Scans -> OCR -> Renamed images workflow

Stike · June 8, 2019, 11:48pm

This is a pretty specific workflow I want to achieve using these tools:

DEVONthink Pro Office (Version 2, yes)
Keyboard Maestro
Hazel
Applescript

Additional tools may come in if necessary.

Workflow description:

Incoming are sheets on actual paper with a specific serial number on a printed sticker in the format “XY-1234-19”. Those sheets also contain a drawing which is always on the same place on every sheet.
Sheets get scanned (either JPG or PDF with OCR)
The script would then
a - the JPG case: Run OCR on each scan, find the serial number via Regex, crop the JPG to show only the drawing and rename the JPG to the serial number…
OR
b - the PDF case: find the serial number via Regex, crop the PDF (?) and create a JPG from the drawing and rename it with the serial number.

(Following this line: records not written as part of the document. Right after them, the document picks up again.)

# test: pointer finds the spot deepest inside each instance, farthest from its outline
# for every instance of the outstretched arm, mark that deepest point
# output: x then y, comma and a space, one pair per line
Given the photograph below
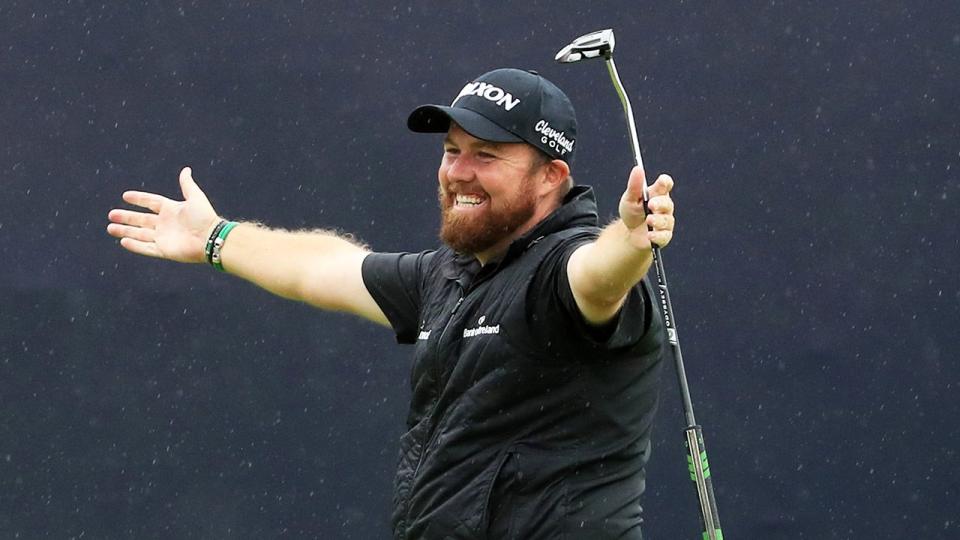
318, 267
602, 272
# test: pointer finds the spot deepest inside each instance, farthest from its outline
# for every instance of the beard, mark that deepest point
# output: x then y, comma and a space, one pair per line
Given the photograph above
477, 233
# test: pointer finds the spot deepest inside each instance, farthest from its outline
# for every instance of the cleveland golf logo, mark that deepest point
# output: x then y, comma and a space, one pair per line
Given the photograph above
556, 140
481, 329
491, 93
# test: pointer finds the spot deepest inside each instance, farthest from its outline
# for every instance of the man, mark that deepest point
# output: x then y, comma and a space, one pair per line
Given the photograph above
536, 339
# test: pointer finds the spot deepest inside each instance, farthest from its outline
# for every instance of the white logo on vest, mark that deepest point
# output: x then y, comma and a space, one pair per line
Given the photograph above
481, 330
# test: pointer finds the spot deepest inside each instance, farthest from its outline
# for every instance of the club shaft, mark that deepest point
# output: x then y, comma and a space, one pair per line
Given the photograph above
696, 451
665, 305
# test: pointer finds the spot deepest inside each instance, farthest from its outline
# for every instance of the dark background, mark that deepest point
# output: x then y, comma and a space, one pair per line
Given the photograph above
815, 150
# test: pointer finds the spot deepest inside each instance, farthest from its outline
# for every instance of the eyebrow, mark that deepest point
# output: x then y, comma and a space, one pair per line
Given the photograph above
480, 144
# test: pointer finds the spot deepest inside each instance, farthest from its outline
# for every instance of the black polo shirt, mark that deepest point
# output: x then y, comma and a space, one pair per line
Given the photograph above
524, 422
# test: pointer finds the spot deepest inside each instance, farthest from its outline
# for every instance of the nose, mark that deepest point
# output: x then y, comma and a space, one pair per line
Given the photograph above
460, 168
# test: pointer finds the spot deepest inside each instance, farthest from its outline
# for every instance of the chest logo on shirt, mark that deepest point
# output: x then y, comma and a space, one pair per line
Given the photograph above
481, 329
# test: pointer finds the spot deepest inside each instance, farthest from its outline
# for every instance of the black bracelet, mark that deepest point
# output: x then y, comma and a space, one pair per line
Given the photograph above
208, 249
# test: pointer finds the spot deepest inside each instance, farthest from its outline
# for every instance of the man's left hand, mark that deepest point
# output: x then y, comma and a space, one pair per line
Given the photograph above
657, 226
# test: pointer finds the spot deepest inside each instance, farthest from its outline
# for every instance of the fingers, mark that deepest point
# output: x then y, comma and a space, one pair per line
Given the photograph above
139, 247
636, 184
660, 238
136, 219
662, 186
150, 201
137, 233
661, 221
188, 187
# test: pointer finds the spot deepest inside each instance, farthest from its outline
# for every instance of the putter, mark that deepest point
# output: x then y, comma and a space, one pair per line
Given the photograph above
596, 45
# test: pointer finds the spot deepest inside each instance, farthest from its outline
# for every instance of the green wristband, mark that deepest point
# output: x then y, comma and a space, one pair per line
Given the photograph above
218, 245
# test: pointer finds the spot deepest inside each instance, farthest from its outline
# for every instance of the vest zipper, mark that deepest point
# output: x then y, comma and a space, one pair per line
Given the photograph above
438, 371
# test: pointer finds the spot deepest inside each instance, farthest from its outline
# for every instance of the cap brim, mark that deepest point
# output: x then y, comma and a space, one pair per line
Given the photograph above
436, 119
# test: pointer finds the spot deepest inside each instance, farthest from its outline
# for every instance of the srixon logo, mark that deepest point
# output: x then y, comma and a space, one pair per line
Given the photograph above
489, 92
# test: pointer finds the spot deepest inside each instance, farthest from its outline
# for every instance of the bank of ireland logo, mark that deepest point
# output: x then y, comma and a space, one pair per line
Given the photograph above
481, 329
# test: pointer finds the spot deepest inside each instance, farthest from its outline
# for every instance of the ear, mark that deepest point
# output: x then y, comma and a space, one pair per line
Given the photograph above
555, 173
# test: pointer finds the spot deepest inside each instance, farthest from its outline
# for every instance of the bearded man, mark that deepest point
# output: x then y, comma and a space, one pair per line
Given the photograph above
536, 340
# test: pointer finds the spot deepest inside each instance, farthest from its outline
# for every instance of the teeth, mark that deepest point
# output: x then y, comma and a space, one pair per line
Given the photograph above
468, 200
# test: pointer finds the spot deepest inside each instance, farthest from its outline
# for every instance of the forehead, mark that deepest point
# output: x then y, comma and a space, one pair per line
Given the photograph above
457, 136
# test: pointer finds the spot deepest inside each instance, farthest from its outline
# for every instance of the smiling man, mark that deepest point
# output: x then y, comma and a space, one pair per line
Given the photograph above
536, 341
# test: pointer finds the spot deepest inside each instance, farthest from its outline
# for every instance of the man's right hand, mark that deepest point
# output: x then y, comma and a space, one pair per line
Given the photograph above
175, 230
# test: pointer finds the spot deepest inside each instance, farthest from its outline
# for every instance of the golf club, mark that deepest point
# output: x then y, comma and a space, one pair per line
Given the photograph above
601, 44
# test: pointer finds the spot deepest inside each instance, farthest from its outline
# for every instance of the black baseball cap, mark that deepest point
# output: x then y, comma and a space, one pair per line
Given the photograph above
507, 105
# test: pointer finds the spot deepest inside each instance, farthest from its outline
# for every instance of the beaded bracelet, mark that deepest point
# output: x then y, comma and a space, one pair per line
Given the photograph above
208, 248
218, 244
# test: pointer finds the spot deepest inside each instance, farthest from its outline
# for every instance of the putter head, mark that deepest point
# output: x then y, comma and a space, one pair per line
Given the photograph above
593, 45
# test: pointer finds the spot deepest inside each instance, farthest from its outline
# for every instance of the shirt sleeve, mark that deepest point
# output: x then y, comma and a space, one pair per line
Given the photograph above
395, 281
627, 329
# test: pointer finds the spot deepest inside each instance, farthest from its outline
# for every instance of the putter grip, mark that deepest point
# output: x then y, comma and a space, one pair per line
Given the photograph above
700, 474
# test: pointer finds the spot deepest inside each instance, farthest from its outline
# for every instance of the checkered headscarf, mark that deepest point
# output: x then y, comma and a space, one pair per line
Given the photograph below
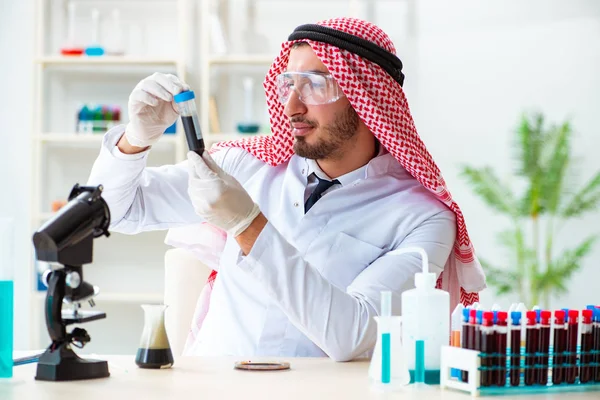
381, 103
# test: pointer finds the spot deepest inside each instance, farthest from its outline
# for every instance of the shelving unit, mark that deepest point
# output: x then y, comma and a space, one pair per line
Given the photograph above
211, 62
127, 269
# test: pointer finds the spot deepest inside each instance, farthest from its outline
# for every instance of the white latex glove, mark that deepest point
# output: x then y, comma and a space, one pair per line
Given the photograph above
218, 197
152, 109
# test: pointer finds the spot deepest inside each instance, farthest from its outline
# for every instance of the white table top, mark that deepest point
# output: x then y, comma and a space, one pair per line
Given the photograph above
215, 378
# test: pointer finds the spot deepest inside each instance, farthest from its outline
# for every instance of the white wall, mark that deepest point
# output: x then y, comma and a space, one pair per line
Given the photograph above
16, 70
479, 66
474, 67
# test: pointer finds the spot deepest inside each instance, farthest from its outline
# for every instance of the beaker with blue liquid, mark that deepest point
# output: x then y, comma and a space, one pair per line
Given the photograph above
6, 297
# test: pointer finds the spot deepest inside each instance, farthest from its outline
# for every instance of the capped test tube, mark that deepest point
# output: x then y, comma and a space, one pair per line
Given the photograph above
186, 106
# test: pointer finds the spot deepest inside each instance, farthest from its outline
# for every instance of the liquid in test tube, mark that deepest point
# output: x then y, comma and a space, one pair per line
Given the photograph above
468, 330
488, 347
587, 345
560, 345
572, 328
531, 346
186, 106
515, 349
501, 335
544, 347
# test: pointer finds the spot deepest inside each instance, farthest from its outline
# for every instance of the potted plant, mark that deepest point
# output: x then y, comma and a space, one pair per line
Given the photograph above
536, 269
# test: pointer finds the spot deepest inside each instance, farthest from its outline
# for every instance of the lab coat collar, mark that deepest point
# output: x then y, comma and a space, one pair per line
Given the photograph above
376, 166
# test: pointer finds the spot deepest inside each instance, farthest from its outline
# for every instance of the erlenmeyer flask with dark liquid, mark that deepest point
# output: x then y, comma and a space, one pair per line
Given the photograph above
154, 350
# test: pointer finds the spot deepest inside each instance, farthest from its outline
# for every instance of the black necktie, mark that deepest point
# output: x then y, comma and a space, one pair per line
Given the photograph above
322, 186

So I can let the scanner handle the OCR or tell DTPO to do it. Which case is easier to script?
It seems Preview.app isn’t very scriptable in Mojave, so cropping would be a task for Keyboard Maestro. Also, cropping a PDF is technically not as easy as cropping a picture, which would favor version a).

Any ideas or suggestions how to do all that?

cgrunenberg · June 10, 2019, 9:21am

This depends on the used scan software. But if the scanner is able to perform OCR and create PDF documents, avoiding JPG would simplify the workflow.

The script support finally introduced by Mojave (as far as I remember) is just the standard script support of macOS. But there are actually no PDF specific commands or properties at all and the Automator actions don’t support cropping either. Therefore a third-party app like PDFPen Pro or PDF Expert might be necessary.